Fading Coder

One Final Commit for the Last Sprint

Home > Tech > Content

Building a Two-Node High Availability Cluster with DRBD and Heartbeat on CentOS 6

Tech Jun 13 1

Cluster Architecture and Prerequisites

A high availability (HA) setup using DRBD and Heartbeat relies on block-level data replication and automated failover management. DRBD mirrors storage across networked nodes, functioning as a network-based RAID 1. Heartbeat monitors node health via network pulses and triggers resource migration when the primary node becomes unresponsive.

Target Environment:

  • OS: CentOS 6.x (x86_64)
  • DRBD Version: 8.4.x
  • Node A (Primary): ha-node-01.local | Public: 10.0.50.10 | Sync/Heartbeat: 10.10.10.10
  • Node B (Secondary): ha-node-02.local | Public: 10.0.50.11 | Sync/Heartbeat: 10.10.10.11
  • Virtual IP (VIP): 10.0.50.100
  • Replication Volume: /dev/vdb1 (10GB raw partition on both nodes)
  • Mount Point: /var/lib/ha-data

System Preparation

Configure network interfaces, host resolution, and system security parameters on both nodes before installing cluster software.
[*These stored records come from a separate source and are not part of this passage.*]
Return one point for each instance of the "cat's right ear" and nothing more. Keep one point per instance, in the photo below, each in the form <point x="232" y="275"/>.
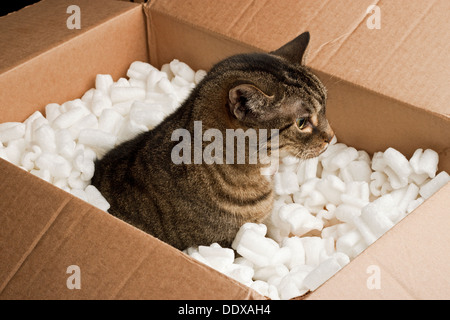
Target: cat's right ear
<point x="248" y="101"/>
<point x="294" y="51"/>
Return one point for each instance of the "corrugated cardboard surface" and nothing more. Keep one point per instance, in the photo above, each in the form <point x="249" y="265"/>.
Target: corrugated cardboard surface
<point x="42" y="61"/>
<point x="372" y="119"/>
<point x="45" y="230"/>
<point x="406" y="58"/>
<point x="411" y="260"/>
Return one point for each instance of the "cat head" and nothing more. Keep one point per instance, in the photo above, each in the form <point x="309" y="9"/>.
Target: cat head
<point x="277" y="91"/>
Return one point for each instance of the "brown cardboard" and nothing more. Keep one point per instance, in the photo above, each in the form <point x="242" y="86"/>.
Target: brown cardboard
<point x="412" y="260"/>
<point x="404" y="59"/>
<point x="62" y="62"/>
<point x="45" y="230"/>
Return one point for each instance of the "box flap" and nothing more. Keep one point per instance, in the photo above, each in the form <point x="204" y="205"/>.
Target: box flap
<point x="42" y="61"/>
<point x="46" y="230"/>
<point x="404" y="59"/>
<point x="410" y="261"/>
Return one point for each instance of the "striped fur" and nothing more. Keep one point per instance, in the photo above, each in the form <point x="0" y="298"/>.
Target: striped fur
<point x="198" y="204"/>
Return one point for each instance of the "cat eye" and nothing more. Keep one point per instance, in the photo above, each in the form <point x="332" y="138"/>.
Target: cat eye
<point x="301" y="122"/>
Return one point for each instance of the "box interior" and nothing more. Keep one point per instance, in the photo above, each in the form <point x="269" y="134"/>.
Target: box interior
<point x="123" y="261"/>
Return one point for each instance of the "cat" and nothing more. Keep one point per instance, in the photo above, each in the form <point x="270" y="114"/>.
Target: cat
<point x="193" y="204"/>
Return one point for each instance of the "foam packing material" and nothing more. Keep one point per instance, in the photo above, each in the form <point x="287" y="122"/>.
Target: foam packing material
<point x="327" y="210"/>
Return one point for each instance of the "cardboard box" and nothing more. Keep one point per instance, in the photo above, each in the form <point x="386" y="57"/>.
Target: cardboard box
<point x="388" y="87"/>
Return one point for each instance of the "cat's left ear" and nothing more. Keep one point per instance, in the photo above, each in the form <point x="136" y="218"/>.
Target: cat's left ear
<point x="248" y="101"/>
<point x="294" y="51"/>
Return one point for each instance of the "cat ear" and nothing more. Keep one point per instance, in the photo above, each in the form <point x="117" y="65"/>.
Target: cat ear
<point x="246" y="100"/>
<point x="294" y="51"/>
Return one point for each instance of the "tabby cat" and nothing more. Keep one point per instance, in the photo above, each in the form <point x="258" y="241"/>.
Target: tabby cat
<point x="199" y="204"/>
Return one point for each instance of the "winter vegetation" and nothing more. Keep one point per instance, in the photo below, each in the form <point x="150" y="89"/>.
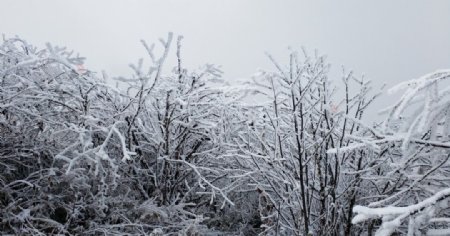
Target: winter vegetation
<point x="175" y="151"/>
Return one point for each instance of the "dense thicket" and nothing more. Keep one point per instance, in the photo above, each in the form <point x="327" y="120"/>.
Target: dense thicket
<point x="182" y="153"/>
1. Hostname and DNS Resolution Update /etc/sysconfig/network and /etc/hosts to ensure consistent name resolution across the cluster.

# /etc/sysconfig/network
NETWORKING=yes
HOSTNAME=ha-node-01.local

# /etc/hosts
127.0.0.1   localhost
10.0.50.10  ha-node-01.local
10.0.50.11  ha-node-02.local
10.10.10.10 ha-node-01-sync.local
10.10.10.11 ha-node-02-sync.local

2. Security and Time Synchronization Disable firewall and SELinux to prevent cluster communication blocks. Synchronize system clocks to avoid split-brain scenarios caused by timestamp mismatches.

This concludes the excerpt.